Turns out, clang/gcc evaluate the left argument first, msvc starts with the right one.
| clang/lib/CodeGen/CGOpenMPRuntimeGPU.cpp | ||
|---|---|---|
| 569–570 | getGPUNumThreads and getGPUWarpSize still have undefined call order. | |
With the nit to add the two reproducers, LGTM. (please make sure to run FAROS or some benchmarks we have before commiting).
| openmp/libomptarget/deviceRTLs/common/src/parallel.cu | ||
|---|---|---|
| 294 | Check? Can we add the two reproducers as tests, please. One should be a clang test, the other maybe a runtime test, though clang test might suffice. | |
| openmp/libomptarget/utils/generate_microtask_cases.py | ||
| 32 | Great. The output is not pretty but that was not the objective ;) | |
I have not looked at the other mentioned problem yet:
another that attribute regexes are not recognized (https://reviews.llvm.org/harbormaster/unit/view/552593/ at nvptx_target_codegen.cpp:723:17)
Which might still be there.
I would like to wait for Harbormaster to complete the pre-merge check.

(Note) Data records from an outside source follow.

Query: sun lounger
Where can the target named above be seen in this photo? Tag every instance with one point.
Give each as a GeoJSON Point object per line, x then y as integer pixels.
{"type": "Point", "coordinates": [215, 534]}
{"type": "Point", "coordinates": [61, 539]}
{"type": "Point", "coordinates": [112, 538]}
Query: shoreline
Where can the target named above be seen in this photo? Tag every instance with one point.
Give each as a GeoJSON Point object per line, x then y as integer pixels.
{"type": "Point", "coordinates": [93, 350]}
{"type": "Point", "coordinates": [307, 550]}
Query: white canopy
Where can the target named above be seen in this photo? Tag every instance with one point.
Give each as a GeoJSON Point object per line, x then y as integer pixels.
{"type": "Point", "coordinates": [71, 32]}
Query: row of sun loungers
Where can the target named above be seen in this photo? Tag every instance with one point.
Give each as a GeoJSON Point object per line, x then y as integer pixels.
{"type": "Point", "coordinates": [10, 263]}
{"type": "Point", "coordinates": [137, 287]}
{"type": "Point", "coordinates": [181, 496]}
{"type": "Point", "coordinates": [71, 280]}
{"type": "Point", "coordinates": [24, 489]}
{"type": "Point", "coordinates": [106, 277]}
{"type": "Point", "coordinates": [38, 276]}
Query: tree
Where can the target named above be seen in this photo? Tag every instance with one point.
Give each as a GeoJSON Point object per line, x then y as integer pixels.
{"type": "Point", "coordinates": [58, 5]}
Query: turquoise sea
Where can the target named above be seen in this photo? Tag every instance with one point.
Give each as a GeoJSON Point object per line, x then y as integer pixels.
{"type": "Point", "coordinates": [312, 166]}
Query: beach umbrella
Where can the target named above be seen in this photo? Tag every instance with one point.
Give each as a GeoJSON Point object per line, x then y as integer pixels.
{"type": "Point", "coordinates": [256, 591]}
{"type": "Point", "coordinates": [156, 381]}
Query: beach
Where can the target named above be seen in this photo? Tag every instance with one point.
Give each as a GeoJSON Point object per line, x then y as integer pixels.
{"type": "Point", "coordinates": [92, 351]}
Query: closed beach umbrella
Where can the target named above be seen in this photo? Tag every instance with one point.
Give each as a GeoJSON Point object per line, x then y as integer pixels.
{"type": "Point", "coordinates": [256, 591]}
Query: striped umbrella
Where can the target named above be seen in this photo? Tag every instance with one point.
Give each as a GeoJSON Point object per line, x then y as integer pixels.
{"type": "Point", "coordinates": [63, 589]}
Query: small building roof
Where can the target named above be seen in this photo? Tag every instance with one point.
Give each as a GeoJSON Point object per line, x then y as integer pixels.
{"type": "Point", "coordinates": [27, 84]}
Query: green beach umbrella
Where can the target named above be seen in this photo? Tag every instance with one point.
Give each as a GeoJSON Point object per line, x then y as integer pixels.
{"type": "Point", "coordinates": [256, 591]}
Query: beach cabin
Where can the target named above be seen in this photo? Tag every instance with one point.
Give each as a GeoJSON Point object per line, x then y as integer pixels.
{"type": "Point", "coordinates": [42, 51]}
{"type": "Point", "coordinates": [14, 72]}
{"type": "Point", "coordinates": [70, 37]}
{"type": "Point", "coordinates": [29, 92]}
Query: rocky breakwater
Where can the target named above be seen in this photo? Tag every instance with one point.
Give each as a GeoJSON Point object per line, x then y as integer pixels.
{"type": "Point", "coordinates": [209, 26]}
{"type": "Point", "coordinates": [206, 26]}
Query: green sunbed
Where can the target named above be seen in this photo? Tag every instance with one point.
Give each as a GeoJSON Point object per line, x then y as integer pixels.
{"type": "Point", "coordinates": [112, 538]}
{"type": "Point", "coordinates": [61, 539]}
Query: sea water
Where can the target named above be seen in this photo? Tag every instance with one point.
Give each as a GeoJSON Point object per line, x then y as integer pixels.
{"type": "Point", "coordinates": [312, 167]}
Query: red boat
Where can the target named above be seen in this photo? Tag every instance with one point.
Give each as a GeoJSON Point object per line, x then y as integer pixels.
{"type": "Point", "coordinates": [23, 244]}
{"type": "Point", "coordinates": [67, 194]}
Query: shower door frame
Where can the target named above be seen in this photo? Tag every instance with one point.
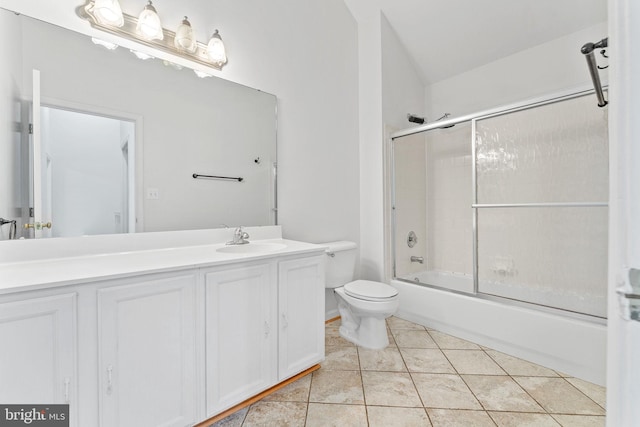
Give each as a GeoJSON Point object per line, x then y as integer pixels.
{"type": "Point", "coordinates": [475, 206]}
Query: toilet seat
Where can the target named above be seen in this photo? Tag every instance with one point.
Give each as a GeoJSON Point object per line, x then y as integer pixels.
{"type": "Point", "coordinates": [370, 291]}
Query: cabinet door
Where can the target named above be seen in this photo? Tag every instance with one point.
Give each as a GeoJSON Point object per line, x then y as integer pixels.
{"type": "Point", "coordinates": [147, 352]}
{"type": "Point", "coordinates": [241, 333]}
{"type": "Point", "coordinates": [37, 359]}
{"type": "Point", "coordinates": [301, 315]}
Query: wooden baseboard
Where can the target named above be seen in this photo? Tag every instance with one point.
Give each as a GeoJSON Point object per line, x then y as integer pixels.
{"type": "Point", "coordinates": [257, 397]}
{"type": "Point", "coordinates": [332, 320]}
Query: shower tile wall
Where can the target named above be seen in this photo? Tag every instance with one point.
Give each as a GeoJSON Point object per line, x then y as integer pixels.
{"type": "Point", "coordinates": [449, 191]}
{"type": "Point", "coordinates": [551, 256]}
{"type": "Point", "coordinates": [410, 196]}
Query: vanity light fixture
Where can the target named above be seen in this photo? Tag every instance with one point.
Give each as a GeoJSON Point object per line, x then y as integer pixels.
{"type": "Point", "coordinates": [185, 40]}
{"type": "Point", "coordinates": [149, 25]}
{"type": "Point", "coordinates": [216, 50]}
{"type": "Point", "coordinates": [108, 12]}
{"type": "Point", "coordinates": [147, 30]}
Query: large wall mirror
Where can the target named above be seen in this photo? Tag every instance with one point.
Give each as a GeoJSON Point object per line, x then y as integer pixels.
{"type": "Point", "coordinates": [121, 139]}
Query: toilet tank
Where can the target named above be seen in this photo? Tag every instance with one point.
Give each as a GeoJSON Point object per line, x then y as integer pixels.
{"type": "Point", "coordinates": [341, 263]}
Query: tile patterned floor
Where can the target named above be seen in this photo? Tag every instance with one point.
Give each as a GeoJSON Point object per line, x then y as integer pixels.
{"type": "Point", "coordinates": [426, 378]}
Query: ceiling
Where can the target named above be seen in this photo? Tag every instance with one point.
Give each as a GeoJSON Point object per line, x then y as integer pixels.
{"type": "Point", "coordinates": [449, 37]}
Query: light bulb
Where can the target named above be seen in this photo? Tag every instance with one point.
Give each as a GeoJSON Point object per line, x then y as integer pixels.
{"type": "Point", "coordinates": [105, 44]}
{"type": "Point", "coordinates": [185, 39]}
{"type": "Point", "coordinates": [202, 74]}
{"type": "Point", "coordinates": [108, 12]}
{"type": "Point", "coordinates": [216, 50]}
{"type": "Point", "coordinates": [149, 25]}
{"type": "Point", "coordinates": [142, 55]}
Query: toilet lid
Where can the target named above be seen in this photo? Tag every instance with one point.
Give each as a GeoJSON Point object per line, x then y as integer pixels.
{"type": "Point", "coordinates": [369, 290]}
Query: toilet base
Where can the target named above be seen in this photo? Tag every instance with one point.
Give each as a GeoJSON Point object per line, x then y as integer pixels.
{"type": "Point", "coordinates": [364, 322]}
{"type": "Point", "coordinates": [370, 334]}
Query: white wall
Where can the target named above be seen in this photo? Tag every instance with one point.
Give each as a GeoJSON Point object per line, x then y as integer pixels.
{"type": "Point", "coordinates": [544, 69]}
{"type": "Point", "coordinates": [10, 89]}
{"type": "Point", "coordinates": [402, 87]}
{"type": "Point", "coordinates": [306, 54]}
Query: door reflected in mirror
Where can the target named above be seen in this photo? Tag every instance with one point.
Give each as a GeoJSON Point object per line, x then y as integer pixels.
{"type": "Point", "coordinates": [87, 172]}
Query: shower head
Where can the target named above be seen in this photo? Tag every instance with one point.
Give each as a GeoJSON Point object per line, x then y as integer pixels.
{"type": "Point", "coordinates": [443, 118]}
{"type": "Point", "coordinates": [415, 119]}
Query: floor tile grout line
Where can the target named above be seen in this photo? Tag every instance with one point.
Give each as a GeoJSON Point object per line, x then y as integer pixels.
{"type": "Point", "coordinates": [582, 392]}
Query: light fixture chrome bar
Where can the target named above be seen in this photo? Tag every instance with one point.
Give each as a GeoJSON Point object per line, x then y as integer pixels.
{"type": "Point", "coordinates": [541, 205]}
{"type": "Point", "coordinates": [128, 30]}
{"type": "Point", "coordinates": [228, 178]}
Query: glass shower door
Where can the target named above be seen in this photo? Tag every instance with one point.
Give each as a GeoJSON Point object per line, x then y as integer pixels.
{"type": "Point", "coordinates": [541, 205]}
{"type": "Point", "coordinates": [432, 195]}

| clang/lib/CodeGen/CGOpenMPRuntimeGPU.cpp | ||
|---|---|---|
| 1150–1152 | Some previous emitted values can be re-used, e.g., GPUThreadID in line 1150 can re-use the value from line 1140 , instead of re-emitted. I've kept emitting them as it was previously done. What is the preferred way to handle those? | |
| openmp/libomptarget/deviceRTLs/common/src/parallel.cu | ||
| 294 | Ack, will do | |
| clang/lib/CodeGen/CGOpenMPRuntimeGPU.cpp | ||
|---|---|---|
| 590–592 | This is another undefined codegen call order which causes the current pre-merge checks to fail. | |
This test seem to pass on Windows now. Please still fix the clang-format remarks, such as going over 80 characters on a line.
| clang/lib/CodeGen/CGOpenMPRuntimeGPU.cpp | ||
|---|---|---|
| 1150–1152 | getGPUThreadID/getMasterThreadID could cache the value if used multiple times., but it would also require to put them into the entry block to be available anywhere in the function. Otherwise, use a best-effort to minimize overhead even if the optimizer cannot unify them or in debug builds. | |
Please update the test with a NFC commit.
| openmp/libomptarget/test/offloading/bug49779.cpp | ||
|---|---|---|
| 1–5 | See D101326 | |
| 29–36 | Since the output goes to Filecheck anyways, I think we should avoid asserts, but let Filecheck test for expected results.  | |
Thanks, @protze.joachim. The changes look good. I'll get that NFC commit in soon-ish, unless you would like to take over.
| openmp/libomptarget/deviceRTLs/common/generated_microtask_cases.gen | ||
|---|---|---|
| 1 | This is not very pretty. Why do we need runtime dispatch to a function pointer? | |
| openmp/libomptarget/deviceRTLs/common/generated_microtask_cases.gen | ||
|---|---|---|
| 1 | because we have variadic functions right now. A patch to remove this is already underway: | |
getGPUNumThreads and getGPUWarpSize still have undefined call order.